За Нальчиком дорога сначала шла по степи, а потом свернула вправо и пошла в горы. С каждым километром мы чувствовали нарастающий подъем, что только ухудшало наше настроение: поднимаемся в горы, а кругом все тоже — туман и туман. Значит, все пропало.
И вдруг точно раздвинулся театральный занавес, туман ушел куда-то в сторону, и открылось небо — чистое, ясное, голубое, — и взгромоздились вершины, сияющие, белоснежные, завораживающие. Оставив машину у Голубых озер, мы пошли пешком туда, к ним. Шли в гору, взбирались на кручи, обходя скалы, с опаской заглядывая в открывающиеся пропасти, а впереди возвышались и манили нас все такие же далекие, хотя, казалось, такие близкие вершины. Мы дошли до перевала, а где-то за ним — новые ущелья и новые подъемы — к снегам! И так захотелось, преодолев все, идти вперед и выше — туда, к вершинам, к небу, к самому солнцу!

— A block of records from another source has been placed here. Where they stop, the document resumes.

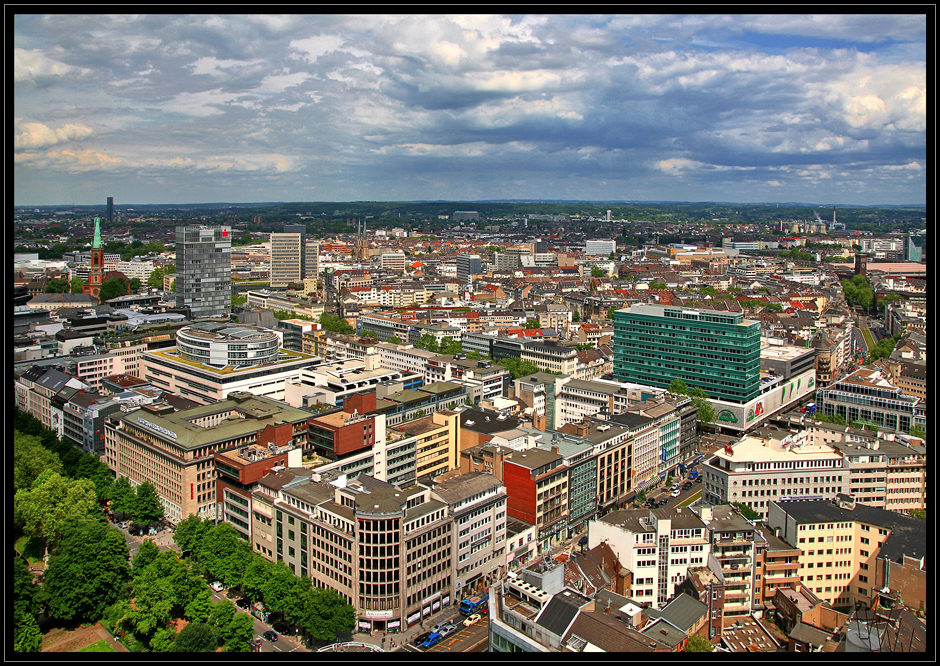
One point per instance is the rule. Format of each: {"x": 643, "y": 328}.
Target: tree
{"x": 146, "y": 507}
{"x": 146, "y": 554}
{"x": 429, "y": 342}
{"x": 255, "y": 578}
{"x": 746, "y": 511}
{"x": 335, "y": 324}
{"x": 51, "y": 504}
{"x": 450, "y": 346}
{"x": 153, "y": 602}
{"x": 698, "y": 644}
{"x": 88, "y": 571}
{"x": 190, "y": 533}
{"x": 519, "y": 368}
{"x": 195, "y": 637}
{"x": 57, "y": 286}
{"x": 30, "y": 459}
{"x": 27, "y": 637}
{"x": 112, "y": 289}
{"x": 678, "y": 387}
{"x": 225, "y": 553}
{"x": 324, "y": 614}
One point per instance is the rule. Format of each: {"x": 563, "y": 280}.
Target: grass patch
{"x": 98, "y": 646}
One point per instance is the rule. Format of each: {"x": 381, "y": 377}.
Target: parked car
{"x": 448, "y": 630}
{"x": 472, "y": 620}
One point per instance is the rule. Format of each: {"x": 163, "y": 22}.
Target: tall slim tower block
{"x": 204, "y": 270}
{"x": 287, "y": 266}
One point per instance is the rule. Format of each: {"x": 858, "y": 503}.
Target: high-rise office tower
{"x": 467, "y": 265}
{"x": 204, "y": 270}
{"x": 287, "y": 252}
{"x": 302, "y": 230}
{"x": 718, "y": 352}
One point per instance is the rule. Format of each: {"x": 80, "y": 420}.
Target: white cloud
{"x": 314, "y": 47}
{"x": 37, "y": 135}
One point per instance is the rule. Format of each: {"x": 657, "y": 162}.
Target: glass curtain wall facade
{"x": 718, "y": 352}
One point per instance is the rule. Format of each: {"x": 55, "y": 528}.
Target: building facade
{"x": 204, "y": 270}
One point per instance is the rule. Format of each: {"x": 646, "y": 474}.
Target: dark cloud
{"x": 205, "y": 107}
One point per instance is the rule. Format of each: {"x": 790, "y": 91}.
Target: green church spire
{"x": 97, "y": 241}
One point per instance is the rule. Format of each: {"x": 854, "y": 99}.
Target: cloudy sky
{"x": 188, "y": 109}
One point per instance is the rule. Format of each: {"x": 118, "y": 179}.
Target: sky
{"x": 206, "y": 108}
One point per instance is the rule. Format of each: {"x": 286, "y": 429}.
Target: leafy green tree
{"x": 195, "y": 637}
{"x": 429, "y": 342}
{"x": 518, "y": 367}
{"x": 200, "y": 608}
{"x": 57, "y": 286}
{"x": 698, "y": 644}
{"x": 145, "y": 556}
{"x": 335, "y": 324}
{"x": 163, "y": 639}
{"x": 112, "y": 289}
{"x": 225, "y": 553}
{"x": 678, "y": 387}
{"x": 450, "y": 346}
{"x": 239, "y": 633}
{"x": 278, "y": 587}
{"x": 147, "y": 507}
{"x": 256, "y": 576}
{"x": 325, "y": 614}
{"x": 25, "y": 591}
{"x": 30, "y": 459}
{"x": 27, "y": 637}
{"x": 190, "y": 533}
{"x": 746, "y": 511}
{"x": 53, "y": 502}
{"x": 153, "y": 602}
{"x": 88, "y": 571}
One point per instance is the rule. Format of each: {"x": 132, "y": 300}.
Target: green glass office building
{"x": 718, "y": 352}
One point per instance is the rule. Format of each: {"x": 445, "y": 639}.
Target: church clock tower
{"x": 96, "y": 265}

Велика сила устремления, без которой невозможна, по сути дела, и сама жизнь!
А кому не известно — тем, кто по-настоящему стремился и достигал, — какова подлинная цена достижений? Как много нужно сделать, чтобы преодолеть и достигнуть, чтобы водрузить знамя на завоеванном рубеже, как нужно экономить дыхание, чтобы вдохнуть глоток горного воздуха вон там, на самой вершине, и какой для всего этого нужен душевный заряд!
Но разве остановить того, кто стремится? И разве забудет, разве может забыть обо всем этом тот, кто по-настоящему стремится? Уметь взять подъем, миновать разверзшуюся пропасть, распознать трещину, притаившуюся под видимой гладью пути, и обойти, преодолеть ее, иметь трезвый взгляд и крепкие ноги — вот что нужно тому, кто стремится.

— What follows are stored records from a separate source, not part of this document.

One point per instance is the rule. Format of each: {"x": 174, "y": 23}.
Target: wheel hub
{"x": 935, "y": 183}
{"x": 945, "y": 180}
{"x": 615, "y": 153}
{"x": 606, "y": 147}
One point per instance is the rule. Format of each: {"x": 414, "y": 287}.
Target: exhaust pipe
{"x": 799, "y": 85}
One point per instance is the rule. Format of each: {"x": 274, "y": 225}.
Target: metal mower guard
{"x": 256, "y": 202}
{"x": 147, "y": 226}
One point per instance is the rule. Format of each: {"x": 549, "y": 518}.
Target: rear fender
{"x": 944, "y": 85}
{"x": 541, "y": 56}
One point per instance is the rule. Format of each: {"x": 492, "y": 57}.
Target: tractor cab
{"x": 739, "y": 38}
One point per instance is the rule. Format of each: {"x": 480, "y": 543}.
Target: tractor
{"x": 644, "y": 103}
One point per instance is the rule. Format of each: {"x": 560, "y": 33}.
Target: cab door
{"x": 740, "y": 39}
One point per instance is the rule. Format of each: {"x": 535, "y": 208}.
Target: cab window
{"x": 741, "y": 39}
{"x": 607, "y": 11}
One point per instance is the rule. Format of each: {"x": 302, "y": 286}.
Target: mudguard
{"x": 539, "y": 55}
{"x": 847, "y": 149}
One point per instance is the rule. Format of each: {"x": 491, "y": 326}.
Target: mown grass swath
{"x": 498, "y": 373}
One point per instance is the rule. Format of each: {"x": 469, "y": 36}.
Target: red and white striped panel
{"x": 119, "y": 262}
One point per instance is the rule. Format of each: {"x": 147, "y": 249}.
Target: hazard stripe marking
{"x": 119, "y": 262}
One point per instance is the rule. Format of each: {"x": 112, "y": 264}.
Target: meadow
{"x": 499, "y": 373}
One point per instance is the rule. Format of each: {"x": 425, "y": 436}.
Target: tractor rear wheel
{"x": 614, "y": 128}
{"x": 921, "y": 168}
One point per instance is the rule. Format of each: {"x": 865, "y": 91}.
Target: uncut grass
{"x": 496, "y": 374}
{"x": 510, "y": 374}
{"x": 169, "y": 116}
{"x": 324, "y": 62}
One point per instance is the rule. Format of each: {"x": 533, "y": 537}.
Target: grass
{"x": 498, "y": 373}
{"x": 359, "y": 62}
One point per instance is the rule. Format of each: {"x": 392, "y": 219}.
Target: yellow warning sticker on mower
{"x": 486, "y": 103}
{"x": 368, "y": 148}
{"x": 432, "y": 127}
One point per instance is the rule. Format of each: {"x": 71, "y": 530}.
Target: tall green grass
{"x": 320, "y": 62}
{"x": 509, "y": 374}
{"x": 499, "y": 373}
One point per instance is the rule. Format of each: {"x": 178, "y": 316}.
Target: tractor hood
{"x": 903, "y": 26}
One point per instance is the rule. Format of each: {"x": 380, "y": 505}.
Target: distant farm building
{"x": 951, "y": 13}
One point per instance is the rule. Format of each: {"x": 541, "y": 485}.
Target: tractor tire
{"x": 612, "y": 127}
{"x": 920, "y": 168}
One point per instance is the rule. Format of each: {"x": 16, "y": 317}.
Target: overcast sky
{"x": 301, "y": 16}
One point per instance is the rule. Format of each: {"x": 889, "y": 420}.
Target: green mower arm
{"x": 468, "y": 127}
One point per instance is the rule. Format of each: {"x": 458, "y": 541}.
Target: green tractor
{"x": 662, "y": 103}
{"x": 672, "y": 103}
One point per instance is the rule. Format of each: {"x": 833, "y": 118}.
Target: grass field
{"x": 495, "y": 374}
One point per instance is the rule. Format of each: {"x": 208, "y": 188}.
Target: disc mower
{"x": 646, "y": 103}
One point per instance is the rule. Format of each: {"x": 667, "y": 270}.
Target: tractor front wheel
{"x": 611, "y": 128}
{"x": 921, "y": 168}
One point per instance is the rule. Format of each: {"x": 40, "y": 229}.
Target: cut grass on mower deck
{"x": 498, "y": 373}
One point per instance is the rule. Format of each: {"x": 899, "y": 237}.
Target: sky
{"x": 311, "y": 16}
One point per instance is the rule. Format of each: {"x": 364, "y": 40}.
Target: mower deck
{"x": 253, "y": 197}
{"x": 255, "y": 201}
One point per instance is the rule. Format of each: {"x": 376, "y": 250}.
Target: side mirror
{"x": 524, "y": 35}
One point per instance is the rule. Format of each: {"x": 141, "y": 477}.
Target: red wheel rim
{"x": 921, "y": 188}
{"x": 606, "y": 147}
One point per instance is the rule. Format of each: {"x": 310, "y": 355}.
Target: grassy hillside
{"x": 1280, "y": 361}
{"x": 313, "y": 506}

Правда, все эти мысли пришли мне на ум позднее, когда перед нами открылись совершенно другие высоты и цели. XXII съезд. Он напомнил мне то, что чистым, свежим после дождя утром открылось нам тогда, в Черекском ущелье — скалы, нагромождения, обломки, следы исчезнувших эпох и катаклизмов, фундаментальность основания, дорога, идущая вверх, взлет ажурных островерхих вершин и радостная синева неба.
В самом деле, XXII съезд — это программа не только строек и дел, но и программа человеческих достоинств. Многие из них уже живут и укрепляются в жизни, но их дальнейший рост, формирование коммунистической личности, чистота человеческих отношений — это и есть наши нравственные вершины. И брать их нужно именно сейчас, когда «строительство человека» становится едва ли не первейшей и решающей нашей задачей. А может быть, и действительно решающей, потому что всякое другое строительство без этого теряет смысл. Будущее немыслимо без человека будущего.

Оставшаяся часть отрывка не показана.